Updated 25 June 2024
Summary
Please note: MoneyHub is not a Financial Adviser, and this guide has been published to explain the investment fundamentals and outline the pros and cons of AMP as a KiwiSaver investment option.
We cover:
Performance:
- In 2020, AMP overhauled its KiwiSaver scheme, slashing fees and moving the investing style and management to index-based funds. This Stuff.co.nz article outlines the changes.
- AMP KiwiSaver is one of KiwiSaver's largest schemes, with around $6.5 billion under management as at March 2024 and with 21 investment options to choose from, few other providers offer more variety.
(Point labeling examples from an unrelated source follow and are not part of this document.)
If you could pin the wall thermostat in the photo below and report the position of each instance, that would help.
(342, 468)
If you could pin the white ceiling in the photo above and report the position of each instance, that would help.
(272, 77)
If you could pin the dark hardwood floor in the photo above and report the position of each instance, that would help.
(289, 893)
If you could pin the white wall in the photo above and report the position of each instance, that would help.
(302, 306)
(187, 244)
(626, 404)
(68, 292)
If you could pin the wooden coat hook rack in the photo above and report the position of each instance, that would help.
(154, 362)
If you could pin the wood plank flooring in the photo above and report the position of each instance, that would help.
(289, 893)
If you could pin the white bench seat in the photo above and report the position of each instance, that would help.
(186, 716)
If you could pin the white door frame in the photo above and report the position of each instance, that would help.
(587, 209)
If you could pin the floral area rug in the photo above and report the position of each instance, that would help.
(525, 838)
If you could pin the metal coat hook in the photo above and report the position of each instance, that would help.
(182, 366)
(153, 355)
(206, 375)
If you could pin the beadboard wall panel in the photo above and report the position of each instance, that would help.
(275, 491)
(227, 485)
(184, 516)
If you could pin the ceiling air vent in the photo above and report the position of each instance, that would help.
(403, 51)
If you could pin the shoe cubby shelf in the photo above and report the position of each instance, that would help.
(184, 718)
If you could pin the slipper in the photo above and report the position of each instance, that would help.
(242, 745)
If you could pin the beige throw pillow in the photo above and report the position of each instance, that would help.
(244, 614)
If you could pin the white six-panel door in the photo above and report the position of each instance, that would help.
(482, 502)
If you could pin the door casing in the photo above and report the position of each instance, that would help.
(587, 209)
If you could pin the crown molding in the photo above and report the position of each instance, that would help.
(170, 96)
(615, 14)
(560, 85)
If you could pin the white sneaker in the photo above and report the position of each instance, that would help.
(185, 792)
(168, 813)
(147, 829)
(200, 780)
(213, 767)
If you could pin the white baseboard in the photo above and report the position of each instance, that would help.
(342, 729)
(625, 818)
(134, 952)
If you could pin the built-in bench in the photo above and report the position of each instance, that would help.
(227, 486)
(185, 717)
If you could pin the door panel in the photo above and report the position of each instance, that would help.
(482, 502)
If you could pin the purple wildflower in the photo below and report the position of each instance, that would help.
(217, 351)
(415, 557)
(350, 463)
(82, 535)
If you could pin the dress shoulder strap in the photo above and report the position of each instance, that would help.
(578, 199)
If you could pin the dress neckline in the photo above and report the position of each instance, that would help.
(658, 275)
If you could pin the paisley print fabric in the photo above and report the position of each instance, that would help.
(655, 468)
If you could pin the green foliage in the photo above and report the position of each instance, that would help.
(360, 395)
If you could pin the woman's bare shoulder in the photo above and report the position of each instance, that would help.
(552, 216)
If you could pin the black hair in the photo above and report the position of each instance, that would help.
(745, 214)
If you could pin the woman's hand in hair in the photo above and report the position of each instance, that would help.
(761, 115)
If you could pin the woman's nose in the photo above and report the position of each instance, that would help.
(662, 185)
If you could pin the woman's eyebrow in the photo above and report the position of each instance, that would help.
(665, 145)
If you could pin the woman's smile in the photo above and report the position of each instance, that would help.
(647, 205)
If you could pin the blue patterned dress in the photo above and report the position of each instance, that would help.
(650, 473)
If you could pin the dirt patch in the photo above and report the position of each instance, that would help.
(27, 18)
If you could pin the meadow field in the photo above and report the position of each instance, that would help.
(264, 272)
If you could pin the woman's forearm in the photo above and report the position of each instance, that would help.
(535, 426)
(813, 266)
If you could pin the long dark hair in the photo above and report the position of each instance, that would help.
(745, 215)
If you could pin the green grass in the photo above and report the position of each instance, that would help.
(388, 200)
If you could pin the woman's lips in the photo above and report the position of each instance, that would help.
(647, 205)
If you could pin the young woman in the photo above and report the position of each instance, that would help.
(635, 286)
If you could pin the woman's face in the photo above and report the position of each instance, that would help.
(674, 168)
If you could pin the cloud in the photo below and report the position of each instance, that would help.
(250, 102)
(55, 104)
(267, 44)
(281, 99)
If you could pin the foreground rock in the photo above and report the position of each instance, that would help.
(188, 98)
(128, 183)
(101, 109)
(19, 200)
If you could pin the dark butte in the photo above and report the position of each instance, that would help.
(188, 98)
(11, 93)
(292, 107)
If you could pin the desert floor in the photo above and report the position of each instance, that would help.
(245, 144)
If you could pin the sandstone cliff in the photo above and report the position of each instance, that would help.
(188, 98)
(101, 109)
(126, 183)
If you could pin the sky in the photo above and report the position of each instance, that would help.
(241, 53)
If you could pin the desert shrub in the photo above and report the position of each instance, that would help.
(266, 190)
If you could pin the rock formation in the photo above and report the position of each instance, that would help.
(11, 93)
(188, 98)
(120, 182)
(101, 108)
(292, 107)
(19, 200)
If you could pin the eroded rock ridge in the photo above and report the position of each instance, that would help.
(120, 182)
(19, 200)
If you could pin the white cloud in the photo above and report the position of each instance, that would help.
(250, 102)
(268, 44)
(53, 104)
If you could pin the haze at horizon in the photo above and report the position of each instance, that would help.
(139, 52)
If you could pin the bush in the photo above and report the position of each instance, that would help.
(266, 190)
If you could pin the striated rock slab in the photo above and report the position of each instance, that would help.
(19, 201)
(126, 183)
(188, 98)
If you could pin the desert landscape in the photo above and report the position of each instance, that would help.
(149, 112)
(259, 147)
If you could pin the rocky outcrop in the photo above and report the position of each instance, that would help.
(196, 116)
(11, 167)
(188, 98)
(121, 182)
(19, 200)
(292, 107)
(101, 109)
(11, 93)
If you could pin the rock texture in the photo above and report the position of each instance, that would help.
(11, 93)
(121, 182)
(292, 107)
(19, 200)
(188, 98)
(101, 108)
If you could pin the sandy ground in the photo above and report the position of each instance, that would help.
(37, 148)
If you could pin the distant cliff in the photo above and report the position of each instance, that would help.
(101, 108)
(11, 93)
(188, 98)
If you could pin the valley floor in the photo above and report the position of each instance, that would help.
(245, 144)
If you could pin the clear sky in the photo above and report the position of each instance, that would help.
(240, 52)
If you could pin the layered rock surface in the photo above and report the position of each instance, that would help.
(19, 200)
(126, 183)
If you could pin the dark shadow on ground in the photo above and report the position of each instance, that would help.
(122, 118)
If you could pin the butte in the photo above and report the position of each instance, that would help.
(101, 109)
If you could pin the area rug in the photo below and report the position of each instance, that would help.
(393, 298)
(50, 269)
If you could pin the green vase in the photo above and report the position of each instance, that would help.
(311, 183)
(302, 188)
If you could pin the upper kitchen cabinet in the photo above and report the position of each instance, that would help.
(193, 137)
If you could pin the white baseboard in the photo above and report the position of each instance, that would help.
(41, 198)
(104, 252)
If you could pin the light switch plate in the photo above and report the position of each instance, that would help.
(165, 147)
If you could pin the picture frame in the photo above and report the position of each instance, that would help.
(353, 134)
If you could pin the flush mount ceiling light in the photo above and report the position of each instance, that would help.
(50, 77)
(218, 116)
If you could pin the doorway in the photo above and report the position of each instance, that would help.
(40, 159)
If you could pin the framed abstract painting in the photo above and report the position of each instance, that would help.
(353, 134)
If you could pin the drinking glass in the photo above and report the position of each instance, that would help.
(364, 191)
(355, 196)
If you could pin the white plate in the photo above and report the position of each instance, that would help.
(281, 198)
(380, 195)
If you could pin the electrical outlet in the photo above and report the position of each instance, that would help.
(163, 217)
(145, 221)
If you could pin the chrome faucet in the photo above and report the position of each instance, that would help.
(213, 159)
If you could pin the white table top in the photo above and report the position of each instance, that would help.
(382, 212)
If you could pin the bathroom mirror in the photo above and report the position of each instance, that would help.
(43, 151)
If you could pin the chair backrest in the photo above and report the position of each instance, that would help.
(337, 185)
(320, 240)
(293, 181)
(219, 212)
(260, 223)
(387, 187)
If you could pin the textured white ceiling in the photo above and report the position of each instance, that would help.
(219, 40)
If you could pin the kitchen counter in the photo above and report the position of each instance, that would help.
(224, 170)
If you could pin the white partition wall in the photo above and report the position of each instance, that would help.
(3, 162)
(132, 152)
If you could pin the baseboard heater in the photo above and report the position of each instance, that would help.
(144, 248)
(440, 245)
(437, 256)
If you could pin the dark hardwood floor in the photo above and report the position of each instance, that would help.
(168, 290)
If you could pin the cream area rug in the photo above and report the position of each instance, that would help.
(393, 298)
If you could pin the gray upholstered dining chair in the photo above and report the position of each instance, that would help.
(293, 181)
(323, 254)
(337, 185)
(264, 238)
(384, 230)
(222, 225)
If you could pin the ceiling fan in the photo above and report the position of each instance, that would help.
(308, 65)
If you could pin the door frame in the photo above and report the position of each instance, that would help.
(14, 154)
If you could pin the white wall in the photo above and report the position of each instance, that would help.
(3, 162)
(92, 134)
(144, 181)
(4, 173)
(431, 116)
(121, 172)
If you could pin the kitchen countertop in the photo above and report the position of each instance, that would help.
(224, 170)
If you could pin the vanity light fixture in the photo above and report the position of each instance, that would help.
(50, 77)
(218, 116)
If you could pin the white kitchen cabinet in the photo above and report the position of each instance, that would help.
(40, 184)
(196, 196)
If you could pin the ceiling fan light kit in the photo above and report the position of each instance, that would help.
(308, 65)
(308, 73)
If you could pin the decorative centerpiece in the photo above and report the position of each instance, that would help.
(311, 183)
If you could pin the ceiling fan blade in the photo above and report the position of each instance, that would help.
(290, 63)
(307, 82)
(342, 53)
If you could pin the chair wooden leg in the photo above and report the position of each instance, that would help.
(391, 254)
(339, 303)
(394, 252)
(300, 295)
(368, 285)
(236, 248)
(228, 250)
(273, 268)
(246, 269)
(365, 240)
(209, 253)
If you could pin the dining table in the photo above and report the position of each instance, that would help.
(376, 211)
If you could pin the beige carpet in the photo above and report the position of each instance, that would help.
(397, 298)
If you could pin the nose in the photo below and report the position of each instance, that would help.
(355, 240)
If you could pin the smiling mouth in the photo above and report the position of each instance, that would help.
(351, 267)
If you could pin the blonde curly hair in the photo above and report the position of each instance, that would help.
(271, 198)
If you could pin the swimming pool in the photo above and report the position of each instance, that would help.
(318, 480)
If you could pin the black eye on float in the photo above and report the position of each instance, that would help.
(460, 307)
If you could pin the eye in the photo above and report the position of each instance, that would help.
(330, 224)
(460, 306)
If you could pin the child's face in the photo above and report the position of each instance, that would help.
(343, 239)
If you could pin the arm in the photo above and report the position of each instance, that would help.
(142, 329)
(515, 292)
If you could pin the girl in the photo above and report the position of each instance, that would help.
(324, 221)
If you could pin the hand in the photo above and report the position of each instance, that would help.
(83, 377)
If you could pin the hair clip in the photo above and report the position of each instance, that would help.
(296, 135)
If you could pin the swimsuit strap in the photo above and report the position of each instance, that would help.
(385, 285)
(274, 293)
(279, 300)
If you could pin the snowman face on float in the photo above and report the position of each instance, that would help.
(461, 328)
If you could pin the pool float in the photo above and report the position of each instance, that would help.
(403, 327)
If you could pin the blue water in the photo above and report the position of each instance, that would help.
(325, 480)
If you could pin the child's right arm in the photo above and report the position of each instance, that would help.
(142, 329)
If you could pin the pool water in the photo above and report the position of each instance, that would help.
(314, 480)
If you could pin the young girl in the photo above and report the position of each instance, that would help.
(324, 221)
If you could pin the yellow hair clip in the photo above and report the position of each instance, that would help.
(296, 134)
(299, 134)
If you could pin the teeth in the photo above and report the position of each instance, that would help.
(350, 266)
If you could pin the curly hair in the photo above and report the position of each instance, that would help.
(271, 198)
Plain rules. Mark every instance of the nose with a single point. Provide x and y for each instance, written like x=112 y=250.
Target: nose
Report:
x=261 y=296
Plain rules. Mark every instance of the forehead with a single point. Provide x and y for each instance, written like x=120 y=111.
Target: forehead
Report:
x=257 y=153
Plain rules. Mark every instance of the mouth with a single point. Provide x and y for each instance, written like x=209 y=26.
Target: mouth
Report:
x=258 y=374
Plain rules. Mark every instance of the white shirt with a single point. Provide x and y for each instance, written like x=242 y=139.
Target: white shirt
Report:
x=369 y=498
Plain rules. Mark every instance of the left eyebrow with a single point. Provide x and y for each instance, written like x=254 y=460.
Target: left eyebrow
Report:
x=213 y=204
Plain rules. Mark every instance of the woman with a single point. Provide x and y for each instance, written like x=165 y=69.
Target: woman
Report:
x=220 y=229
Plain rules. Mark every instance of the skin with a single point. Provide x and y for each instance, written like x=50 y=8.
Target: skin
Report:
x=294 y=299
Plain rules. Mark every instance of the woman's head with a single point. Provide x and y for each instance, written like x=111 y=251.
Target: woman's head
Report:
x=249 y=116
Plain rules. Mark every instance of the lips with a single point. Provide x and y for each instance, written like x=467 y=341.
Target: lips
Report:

- Our review outlines what the AMP KiwiSaver scheme is, what funds it offers to KiwiSaver members, and how they're different to other funds, as well as looking at alternatives and the level of fees involved.
Please note: MoneyHub is not a Financial Adviser, and this guide has been published to explain the investment fundamentals and outline the pros and cons of AMP as a KiwiSaver investment option.
We cover:
- The Specs of AMP KiwiSaver Funds, Fees and Where Your Money Is Invested
- AMP in the News
- Who is AMP KiwiSaver Suited to?
- 8 AMP KiwiSaver Facts
- Frequently Asked Questions
- Conclusion
Performance:
- When reviewing your KiwiSaver options, it is important to make informed decisions based on reliable data. You can use the Morningstar KiwiSaver Survey to check the performance of various KiwiSaver funds. This free resource provides comprehensive insights into the performance and rankings of different funds, helping you compare and contrast your options effectively.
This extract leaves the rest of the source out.